Не достигнув своей главной цели на Востоке — вывести Россию из войны, германо-австрийское командование решило осуществить более скромный план, вывести из войны Сербию. Это, по идее, не только выбивало из рядов Антанты одну из стран — Сербия перекрывала пути по Дунаю и железные дороги, ведущие из Австро-Венгрии в Турцию. А территориальными прирезками за счет сербов можно было привлечь и Болгарию. И создавалась сплошная полоса союзных держав от Северного моря до Персии, туркам можно было помочь оружием и боеприпасами и получить с Ближнего Востока продовольствие, сырье, подпитку людскими ресурсами, в общем, все, что необходимо для затяжной войны. План этот стал вызревать еще летом, но тогда сочли невозможным отвлекать силы с главных фронтов. А осенью условия создались вроде подходящие. Со стороны России ожидать крупных ударов не приходилось, со стороны Франции удалось отбиться. Болгария, как и Италия, торговалась с обеими сторонами, претендуя и на турецкие территории, и на земли, отнятые во Второй Балканской войне сербами, греками и румынами. Лондон и Париж даже делали попытки давить на Белград, чтобы уступил болгарам Македонию, но там отказались. Однако летом 15-го в Софии сочли, что победа клонится на сторону немцев, и определились окончательно. Германия надавила на Порту, заставив ее в качестве задатка уступить болгарам небольшую часть Фракии возле г. Адрианополя, на левом берегу Марицы. А на будущее немцы согласились отдать Болгарии все требуемые территории из состава Сербии, а если на стороне Антанты выступят греки и румыны, то удовлетворить и их землями. И 3.9 был заключен соответствующий договор, а 6.9 — военный союз, пока сохранявшийся в тайне.

Армия Болгарии была лучшей на Балканах — 12 дивизий, 500 тыс. бойцов, причем прекрасно экипированных, обученных и опытных, уже прошедших две войны. А ко всему прочему — обозленная на сербов, нанесших ей удар в 1913 г. Ну а немцы с австрийцами сконцентрировали свою группировку — 18 дивизий, из них часть германских, возглавил которую ген. Макензен. Общее количество войск, участвовавших в операции, достигало 1,5 млн. чел. А противостояли им сербская армия в 250 тыс. бойцов и черногорская — 50 тыс. И к тому же положение самой Сербии оказалось в этот момент чрезвычайно тяжелым. В ее войсках остро не хватало вооружения, снарядов и патронов. Население голодало. Свирепствовал тиф, от которого уже умерло более 130 тыс. чел. А поступление снабжения от союзников по Антанте было затруднено. Еще при вступлении в войну Италии немцы направили Австро-Венгрии несколько своих подводных лодок, базы для них были построены в Пуле и Катарро. И если австрийский флот был блокирован в Адриатике, то внутри Адриатики он блокировал балканское побережье.

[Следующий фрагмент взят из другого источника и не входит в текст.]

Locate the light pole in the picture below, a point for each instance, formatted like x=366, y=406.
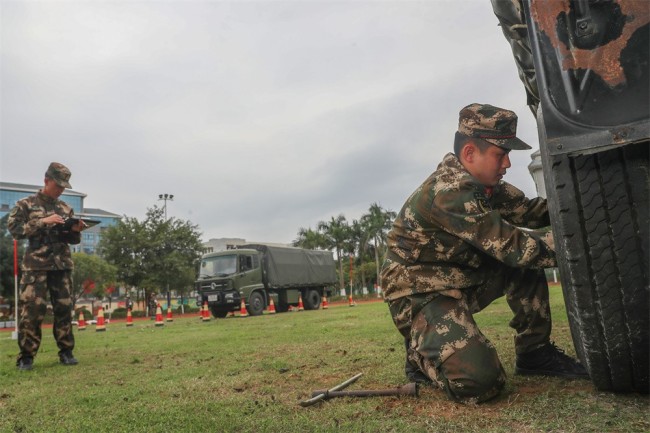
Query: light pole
x=166, y=197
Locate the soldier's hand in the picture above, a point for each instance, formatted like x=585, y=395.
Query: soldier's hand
x=79, y=226
x=53, y=219
x=548, y=240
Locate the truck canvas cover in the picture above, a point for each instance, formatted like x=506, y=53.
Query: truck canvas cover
x=286, y=266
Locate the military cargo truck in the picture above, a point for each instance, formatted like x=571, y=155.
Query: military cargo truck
x=584, y=64
x=259, y=273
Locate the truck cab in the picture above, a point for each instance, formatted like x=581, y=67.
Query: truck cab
x=226, y=276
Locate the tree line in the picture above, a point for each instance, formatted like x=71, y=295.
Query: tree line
x=158, y=254
x=363, y=241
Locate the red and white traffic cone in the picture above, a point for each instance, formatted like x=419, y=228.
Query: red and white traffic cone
x=81, y=324
x=242, y=310
x=101, y=325
x=205, y=313
x=129, y=318
x=159, y=321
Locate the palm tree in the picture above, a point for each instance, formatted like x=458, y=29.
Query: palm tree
x=336, y=234
x=376, y=223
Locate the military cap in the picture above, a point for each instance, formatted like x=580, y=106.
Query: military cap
x=495, y=125
x=60, y=174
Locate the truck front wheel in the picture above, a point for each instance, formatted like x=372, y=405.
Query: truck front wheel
x=312, y=299
x=256, y=304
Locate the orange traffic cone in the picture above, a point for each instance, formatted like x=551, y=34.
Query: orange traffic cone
x=81, y=324
x=205, y=313
x=129, y=318
x=159, y=321
x=101, y=326
x=242, y=310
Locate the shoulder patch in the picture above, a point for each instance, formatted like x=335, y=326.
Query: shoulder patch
x=483, y=203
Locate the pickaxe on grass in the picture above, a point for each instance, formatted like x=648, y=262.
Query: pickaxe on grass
x=324, y=394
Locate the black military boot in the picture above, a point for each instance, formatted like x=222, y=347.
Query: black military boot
x=550, y=360
x=25, y=363
x=413, y=373
x=67, y=358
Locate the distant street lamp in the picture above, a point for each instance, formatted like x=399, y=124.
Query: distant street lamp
x=166, y=197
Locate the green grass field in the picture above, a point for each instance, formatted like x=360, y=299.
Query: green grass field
x=249, y=374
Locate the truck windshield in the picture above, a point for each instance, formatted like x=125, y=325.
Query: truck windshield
x=220, y=266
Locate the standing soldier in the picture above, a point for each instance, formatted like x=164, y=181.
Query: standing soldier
x=47, y=265
x=455, y=247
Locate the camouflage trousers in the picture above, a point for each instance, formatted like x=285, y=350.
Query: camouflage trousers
x=445, y=343
x=34, y=287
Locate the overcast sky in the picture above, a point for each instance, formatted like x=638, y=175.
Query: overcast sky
x=260, y=117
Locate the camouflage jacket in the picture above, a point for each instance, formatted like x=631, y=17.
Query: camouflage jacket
x=48, y=248
x=450, y=233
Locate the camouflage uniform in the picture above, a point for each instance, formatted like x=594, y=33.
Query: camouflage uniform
x=47, y=266
x=455, y=247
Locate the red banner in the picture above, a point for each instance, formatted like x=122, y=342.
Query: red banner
x=15, y=257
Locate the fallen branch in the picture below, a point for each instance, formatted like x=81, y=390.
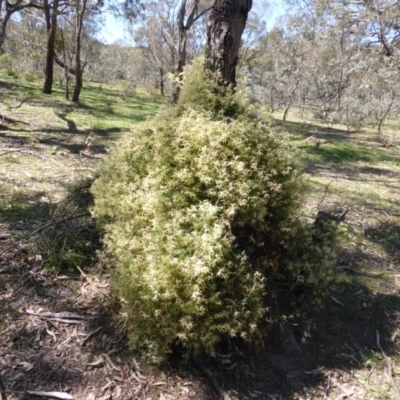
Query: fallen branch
x=22, y=102
x=212, y=379
x=60, y=221
x=389, y=365
x=12, y=120
x=20, y=151
x=325, y=192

5.10 группировка Макензена, сосредоточенная вдоль северных границ Сербии, по Дунаю и Саве, начала массированную артподготовку, на которую сербам нечем было отвечать. А после двухдневной бомбардировки началось наступление. Несколько австрийских пароходов и паромов подорвались на минах, поставленных русскими моряками Дунайской флотилии, несколько было повреждено налетевшим ураганом, но затем противник все же форсировал Дунай. Двое суток продолжались ожесточенные уличные бои в Белграде, в ходе которых погибло 5 тыс. сербов — и защитников города, и мирных жителей. А 9.10 поредевшие части сербской армии оставили свою столицу. В этот же день австрийцы нанесли вспомогательный удар — из Боснии по Черногории, сковав ее войска. Но довершил дело еще один “сюрприз”. 11.10, когда все сербские силы оттянулись на север, в битву вдруг вмешалась Болгария. И три ее армии начали вторжение через оголившуюся восточную границу. Вторжение, выдержанное в “лучших традициях” германской военщины — даже без объявления войны.

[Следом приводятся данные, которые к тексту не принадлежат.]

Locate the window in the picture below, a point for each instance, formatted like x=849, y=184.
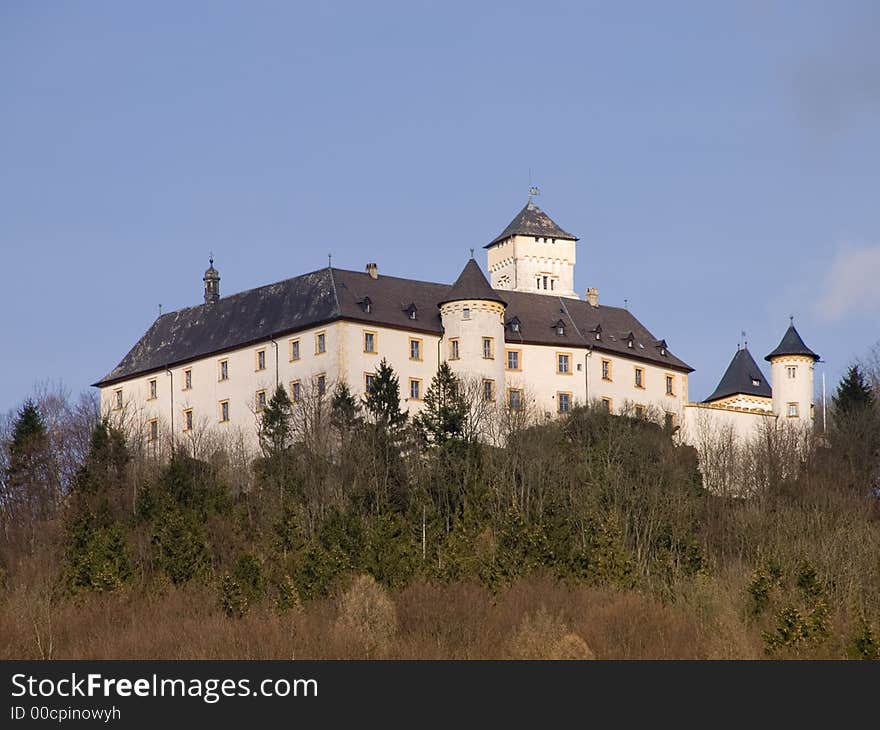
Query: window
x=640, y=377
x=563, y=402
x=514, y=399
x=563, y=363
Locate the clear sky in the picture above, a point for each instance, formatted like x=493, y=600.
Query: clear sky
x=718, y=161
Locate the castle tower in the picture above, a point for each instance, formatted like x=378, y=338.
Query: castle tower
x=473, y=330
x=212, y=283
x=533, y=254
x=791, y=372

Декларацию о войне болгарский царь Фердинанд обнародовал лишь 14.10. И учитывая традиционные симпатии своих подданных к русским, ловко уклонился от обвинений России в целом, а сослался на Распутина, якобы подчинившего темному влиянию Николая II, из-за чего подневольный русский народ и оказался в стане врагов Болгарии. И “распутинская” аргументация преподносилась в столь оскорбительном смысле, что Николаю даже постыдились показать полный текст декларации. Сам же русский царь, когда ему принесли проект манифеста о войне против нового противника, грустно усмехнулся: “Если бы кто-нибудь мне сказал, что придет день, когда я подпишу объявление войны Болгарии, я счел бы такого человека безумцем, и вот, однако, этот день настал. Болгарский король обманул своих подданных, но верю: сознание славянского единства рано или поздно обратит болгарский народ против обманщика”.

Западные державы оценили всю опасность положения, когда операция противника уже началась. И меры, которыми они попытались выправить ситуацию, оказались запоздалыми. 15.10 по согласованию с Грецией 2 французских дивизии высадились в Салониках (хотя какое уж тут согласование, если греческое правительство и король были настроены прогермански — просто пригрозили и заставили дать согласие). Потом здесь добавились и другие англо-французские соединения. Они начали выдвигаться вдоль р. Вардар к ее верховьям, в Македонию, и установили контакт с отступающей сербской армией. Но возможность поддержки с этого направления была пресечена моментально. Левофланговая группировка болгарских войск, энергично продвинувшись на запад, вошла в Косовский край и захватила железнодорожную станцию Вране, перерезав сообщение Сербии с Салониками. Французы и англичане предприняли несколько атак, чтобы вернуть станцию, но действовали довольно неуверенно. Были отброшены и отошли обратно к Салоникам. Реальную возможность облегчить положение Сербии имела Италия. И она попробовала это сделать, ее 38 дивизий в октябре в третий раз перешли в наступление на р. Изонцо. Однако противник такую угрозу учитывал, и к осени против Италии было сосредоточено 22 австро-венгерских дивизии и германский альпийский корпус (в составе которого, кстати, воевал лейтенант Паулюс, будущий фельдмаршал, которому через 27 лет предстояло сдаться под Сталинградом). Итальянские войска добились лишь местных успехов на Горицком направлении, понесли большие потери и были остановлены. В ноябре они предприняли четвертое наступление на Изонцо, и тоже безрезультатное, в том числе и для Сербии — ни одного батальона оттуда Макензену и Конраду снимать не пришлось.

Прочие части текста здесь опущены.